Tuesday, April 23, 2013

Modesty and orthodox Judaism


You’ve probably seen orthodox Jewish women walking around with their heads covered, or seen Arabian women in burkhas, or read in the Bible about women keeping their heads covered at services. A great deal of effort goes into modesty of women in the Near East (both now and then).

Today we generally assume that this is to avoid men’s lustful thoughts…but that’s not actually it. (For one thing, it is entirely ineffective in this: rape doesn’t happen less in such countries than in other countries.) We misunderstand parts of Scripture when we fail to know what modesty is really all about.

I read an interesting article a few months back about this, from an orthodox Jewish woman’s perspective…unfortunately I lost the bookmark when the computer crashed and can’t relocate it. Thankfully I still have my notes.

Modesty is not about protecting others from lust—it is about creating a space of sacredness. Recall from here that in the Bible, a place can be either “holy/sacred” or “common/profane.” Something which is common or profane is simply of the world—it is not set apart for any particular purpose. By contrast, something which is holy or sacred is set apart for a specific godly purpose.

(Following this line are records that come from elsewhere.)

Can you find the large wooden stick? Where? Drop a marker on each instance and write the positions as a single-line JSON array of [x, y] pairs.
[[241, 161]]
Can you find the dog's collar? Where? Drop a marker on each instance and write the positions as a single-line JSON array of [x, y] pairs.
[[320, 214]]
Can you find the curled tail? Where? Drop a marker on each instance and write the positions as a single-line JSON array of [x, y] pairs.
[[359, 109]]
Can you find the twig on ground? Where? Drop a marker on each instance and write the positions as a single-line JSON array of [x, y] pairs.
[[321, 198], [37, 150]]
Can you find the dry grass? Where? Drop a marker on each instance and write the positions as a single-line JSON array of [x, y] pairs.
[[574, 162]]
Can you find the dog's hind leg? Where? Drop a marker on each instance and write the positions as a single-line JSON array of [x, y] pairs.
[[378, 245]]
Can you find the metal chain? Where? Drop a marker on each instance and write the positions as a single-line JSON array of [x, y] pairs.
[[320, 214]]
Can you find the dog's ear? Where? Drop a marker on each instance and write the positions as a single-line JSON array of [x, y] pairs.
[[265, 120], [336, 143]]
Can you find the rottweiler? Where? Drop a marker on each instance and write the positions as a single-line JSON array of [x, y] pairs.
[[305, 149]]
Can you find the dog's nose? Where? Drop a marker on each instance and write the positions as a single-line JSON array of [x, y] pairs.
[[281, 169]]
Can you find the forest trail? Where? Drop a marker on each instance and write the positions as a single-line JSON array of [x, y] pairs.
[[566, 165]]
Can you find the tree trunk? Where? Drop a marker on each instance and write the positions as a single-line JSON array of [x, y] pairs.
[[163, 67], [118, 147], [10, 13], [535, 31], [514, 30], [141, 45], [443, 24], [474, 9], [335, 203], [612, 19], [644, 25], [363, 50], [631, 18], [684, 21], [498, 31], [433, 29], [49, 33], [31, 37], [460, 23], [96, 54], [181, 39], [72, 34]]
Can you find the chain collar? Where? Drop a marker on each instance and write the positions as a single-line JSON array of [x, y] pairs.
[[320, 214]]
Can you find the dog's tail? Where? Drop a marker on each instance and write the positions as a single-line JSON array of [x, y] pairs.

For example, if you were having lunch with President Obama at a burger joint, you might not have any problem with calling him “Barack” and having a beer and being critical of him to his face. Why? But if you were sitting in the audience during his State of the Union address and you jumped up, beer in hand, and starting criticizing “Barack” publicly, you would be shouted down and removed by security.

Why? Because sharing a meal at a burger joint is a “common/profane” space, whereas the State of the Union address is a “holy/sacred” area, set apart for a specific, high-gravitas situation.

This is the basis of modesty. Women are to dress modestly not because of what it will inspire in others, but because it devalues them if they do not.

You see, a woman who dresses and behaves modestly has a body which is set apart, holy, sacred—reserved for a special intimacy with a particular person (her husband). Now different cultures have different norms for this: in Jewish orthodoxy, the head remains covered because a woman’s hair is considered a sacred thing set apart and reserved for only her husband to enjoy. It isn’t that her hair is bad or evil or lust-inducing…it is that it is valuable and special and glorious, and not to be thrown about as though it were of no value.

When a woman (or man) flaunts their sexuality, this is not a sign of empowerment, but rather a devaluing of that sexuality. To be immodest changes sex from something special and sacred to be reserved and enjoyed intimately; instead it becomes a commodity, to be sold or traded in return for three dates or a reasonable level of commitment or temporary pleasure.

So women, be modest: not for the sake of men, nor even for your own purity. Rather, be modest because your body is something amazing, it is (God forgive me for quoting Mayer here) a wonderland to be explored by your future (or present) spouse. It is something special and sacred and amazing and intimate…so do not throw it around like so much worthless trash.